Notre pouvoir d'achat va progresser de 2,1% cette année

En 2018, les dépenses de consommation des particuliers devraient croître de 1,8%, prévoit le Plan. Soutenues par un accroissement de 2,1% du pouvoir d'achat. ©Photo News

Le Bureau fédéral du plan a revu à la hausse ses prévisions de croissance: cette année, le PIB belge devrait progresser de 1,8%, soit un fifrelin plus que ce qui était jusqu'ici prévu (1,7%). Au menu également, accroissement du pouvoir d'achat et ralentissement de l'inflation.

Ainsi va le rythme de la mélopée budgétaire belge. Fin de l'année, on adopte, si possible in extremis, le budget de l'année à venir. Et, dès le mois de février suivant, il est déjà l'heure pour le gouvernement fédéral de songer au premier ajustement, qui se tient traditionnellement en mars.

En publiant ce jeudi son budget économique, le Bureau du Plan a officiellement lancé cette mécanique budgétaire, puisque ce sont ses prévisions qui sont censées sous-tendre les travaux du gouvernement - même si Michel a déjà fait des infidélités au Plan pour trouver ailleurs des chiffres un brin plus cléments. 

Qu'y trouve-t-on? On vous résume. 

  • Croissance. "La reprise économique de la zone euro se poursuit", souligne le Plan, qui table sur une croissance soutenue de 2,2% cette année, contre 2,5% l'an dernier. De son côté, si la Belgique reste toujours en deçà de la prestation européenne, son produit intérieur brut (PIB) devrait enregistrer une croissance un rien plus soutenue cette année (1,8%) que l'an dernier (1,7%). Le Plan a donc légèrement revu à la hausse ses prévisions, qui, en septembre dernier, tablaient encore sur une croissance de 1,7% pour cette année. 
"La reprise économique de la zone euro se poursuit."
Bureau du plan

  • Pouvoir d'achat. Le principal moteur de cette accélération sera la consommation des particuliers, relève ce budget économique. Et pour cause. "Pour 2018, on s'attend à un accroissement plus marqué du pouvoir d'achat, peut-on y lire. De l'ordre de 2,1% grâce, notamment, aux nombreuses créations d'emplois, aux baisses supplémentaires de l'impôt des personnes physiques, à une augmentation un peu plus sensible des salaires bruts et à des revenus de la propriété en progression."

Evidemment, entre hausse des revenus et celle de la consommation, s'installe souvent une sorte d'effet-retard. "Avec une croissance en volume de 1,8%, les dépenses de consommation des particuliers devraient s'adapter avec un peu de retard à l'accroissement du revenu cette année." Conséquence logique: une légère hausse du taux d'épargne. Côté immobilier enfin, les investissements en logement devraient "modestement rebondir" (+1%), prévoit-on au Plan, après le léger recul de 2017.

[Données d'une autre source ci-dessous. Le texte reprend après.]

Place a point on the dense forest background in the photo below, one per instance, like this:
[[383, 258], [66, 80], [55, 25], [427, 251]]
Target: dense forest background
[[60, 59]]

  • Investissements. L'an dernier, la croissance en volume des investissements des entreprises s'est limitée à 1,4%, rappelle le Plan. Le climat devrait se montrer nettement plus favorable cette année-ci, le Plan tablant sur un taux de croissance des investissements (4,3%) nettement supérieur à celui du PIB. 
  • Emploi. L'emploi intérieur a augmenté de 1,4% en 2017. Qu'en est-il pour cette année? Le Plan s'attend à une progression de 1,2%. Une performance inférieure à celle de l'an passé, qui "intervient dans un contexte de hausse du coût salarial". En 2018, le nombre de salariés dans le secteur marchand augmenterait de 47.000 unités, tandis que le nombre d'indépendants continuerait lui aussi de progresser (+ 10.000 unités). L'emploi public devrait, lui, se stabiliser. "Compte tenu de la poursuite de la croissance de la population active, le nombre de chômeurs diminuerait de 35.000 unités en 2018, note encore le Plan. En net recul pour la quatrième année consécutive." Par conséquent, le taux de chômage - harmonisé aux normes Eurostat - tomberait à 6,7%.
"Compte tenu de la poursuite de la croissance de la population activé, le nombre de chômeurs diminuerait de 35.000 unités en 2018."
Bureau du plan

  • Inflation. Après s'être installée à 2,1% l'an dernier, l'inflation belge devrait retomber à 1,7% en 2018. Un refroidissement qui s'expliquerait presque exclusivement par la baisse du prix de l'électricité. Ajoutons encore que l'indice pivot, servant de référence au mécanisme d'indexation salariale, devrait être dépassé plus tôt que prévu, dès septembre 2018.